We asked our WorkingNation Advisory Board to share their thoughts on the most important issues and challenges facing the workforce and the labor market in the coming year.
Here are her thoughts on The Future of Work 2023.
“At a moment when a quality postsecondary education stands to benefit millions of Americans, many are questioning its value. Two-thirds of students wonder whether college is worth the cost, while three-quarters of employers say that a college degree is no longer a reliable signal of a job candidate’s quality.
Yet, we all know the impact a college degree has on lifelong earnings. This disconnect remains one of the biggest challenges facing our labor force, but I have reason for optimism.
Across the country, I talk to institutions who are working toward a bolder reimagining of what higher education can do and who it can serve. Increasingly, there is a recognition among postsecondary leaders that career services should be a central component of a student’s educational journey from day one, equipping learners with the tools they need to gain the experiences and skills necessary to thrive in today’s world of work.

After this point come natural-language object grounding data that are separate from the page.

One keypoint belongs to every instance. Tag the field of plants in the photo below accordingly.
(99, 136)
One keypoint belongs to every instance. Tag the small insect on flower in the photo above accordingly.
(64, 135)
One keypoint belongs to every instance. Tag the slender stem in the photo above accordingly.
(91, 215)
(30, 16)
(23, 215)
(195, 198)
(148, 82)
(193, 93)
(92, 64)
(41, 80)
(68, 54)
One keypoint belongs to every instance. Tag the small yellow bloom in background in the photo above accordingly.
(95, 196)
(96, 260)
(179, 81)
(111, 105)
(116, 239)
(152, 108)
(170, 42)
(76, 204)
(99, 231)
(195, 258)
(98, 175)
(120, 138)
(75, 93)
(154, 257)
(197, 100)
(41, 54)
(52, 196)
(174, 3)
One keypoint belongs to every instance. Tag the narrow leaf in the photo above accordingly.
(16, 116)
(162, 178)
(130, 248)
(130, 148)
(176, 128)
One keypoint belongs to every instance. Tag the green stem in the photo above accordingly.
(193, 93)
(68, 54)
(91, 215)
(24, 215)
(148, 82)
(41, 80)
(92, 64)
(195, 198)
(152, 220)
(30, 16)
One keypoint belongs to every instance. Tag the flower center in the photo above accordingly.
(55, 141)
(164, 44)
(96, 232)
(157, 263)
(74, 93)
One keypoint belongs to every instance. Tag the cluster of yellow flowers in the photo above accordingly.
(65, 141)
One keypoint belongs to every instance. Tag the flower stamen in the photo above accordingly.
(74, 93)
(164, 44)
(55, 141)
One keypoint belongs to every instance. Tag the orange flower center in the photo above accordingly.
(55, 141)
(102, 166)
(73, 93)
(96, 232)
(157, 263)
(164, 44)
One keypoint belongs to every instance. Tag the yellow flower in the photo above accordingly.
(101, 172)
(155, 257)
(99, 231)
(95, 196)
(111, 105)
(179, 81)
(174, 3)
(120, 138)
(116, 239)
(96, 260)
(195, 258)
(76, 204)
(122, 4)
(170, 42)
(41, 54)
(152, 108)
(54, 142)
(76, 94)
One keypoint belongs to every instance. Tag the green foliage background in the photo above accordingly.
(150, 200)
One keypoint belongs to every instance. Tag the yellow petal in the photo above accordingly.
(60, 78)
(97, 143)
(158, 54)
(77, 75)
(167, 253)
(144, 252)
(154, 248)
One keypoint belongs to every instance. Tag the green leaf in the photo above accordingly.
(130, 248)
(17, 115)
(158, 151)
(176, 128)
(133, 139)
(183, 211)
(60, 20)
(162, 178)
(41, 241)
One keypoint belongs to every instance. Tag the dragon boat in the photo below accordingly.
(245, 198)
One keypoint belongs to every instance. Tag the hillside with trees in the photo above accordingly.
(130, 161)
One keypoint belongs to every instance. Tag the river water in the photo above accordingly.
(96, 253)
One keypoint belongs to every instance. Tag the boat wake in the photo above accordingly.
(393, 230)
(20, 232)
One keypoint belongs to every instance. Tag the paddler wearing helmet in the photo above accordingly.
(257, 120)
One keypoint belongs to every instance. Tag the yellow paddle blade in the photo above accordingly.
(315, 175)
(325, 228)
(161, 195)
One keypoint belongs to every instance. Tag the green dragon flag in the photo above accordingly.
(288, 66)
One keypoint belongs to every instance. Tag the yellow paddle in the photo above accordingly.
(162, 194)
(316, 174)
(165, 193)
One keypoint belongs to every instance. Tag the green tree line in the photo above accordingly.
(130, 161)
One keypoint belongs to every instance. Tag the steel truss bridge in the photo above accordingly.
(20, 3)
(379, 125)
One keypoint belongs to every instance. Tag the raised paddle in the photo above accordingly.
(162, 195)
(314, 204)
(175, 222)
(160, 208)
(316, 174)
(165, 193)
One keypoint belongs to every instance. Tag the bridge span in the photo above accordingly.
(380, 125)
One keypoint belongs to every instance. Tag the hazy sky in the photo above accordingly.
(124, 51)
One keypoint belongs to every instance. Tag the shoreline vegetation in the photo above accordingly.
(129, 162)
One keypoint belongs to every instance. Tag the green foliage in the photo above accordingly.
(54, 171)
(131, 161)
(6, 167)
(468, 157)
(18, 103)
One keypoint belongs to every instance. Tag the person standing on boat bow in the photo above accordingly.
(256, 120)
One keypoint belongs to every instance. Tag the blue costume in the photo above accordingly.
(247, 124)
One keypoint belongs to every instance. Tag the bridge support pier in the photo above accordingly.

We’re seeing more institutions work collaboratively with faculty, career services, and employers to integrate career readiness into curriculum. Students are being taught that they have a responsibility to pursue and create experiences outside of the classroom. Institutions can work hand-in-hand with employers to surface these opportunities and prepare learners for exploring and ultimately beginning their careers.
Fortunately, higher education is starting to not only hear this drumbeat but respond to it. Leaders are openly discussing the urgency of this shift and are expressing a willingness to investigate solutions that build a career-readiness-first culture.
Even better, they don’t have to do it alone.
The tools for bridging the gap from education to employment are already out there. It’s no longer a question of whether it is possible to reimagine higher education in a way that truly produces the graduates employers need. We know it is. Institutions now just need the courage and commitment to navigate this change moment. I’m hopeful we’ll see more of that courage in 2023.”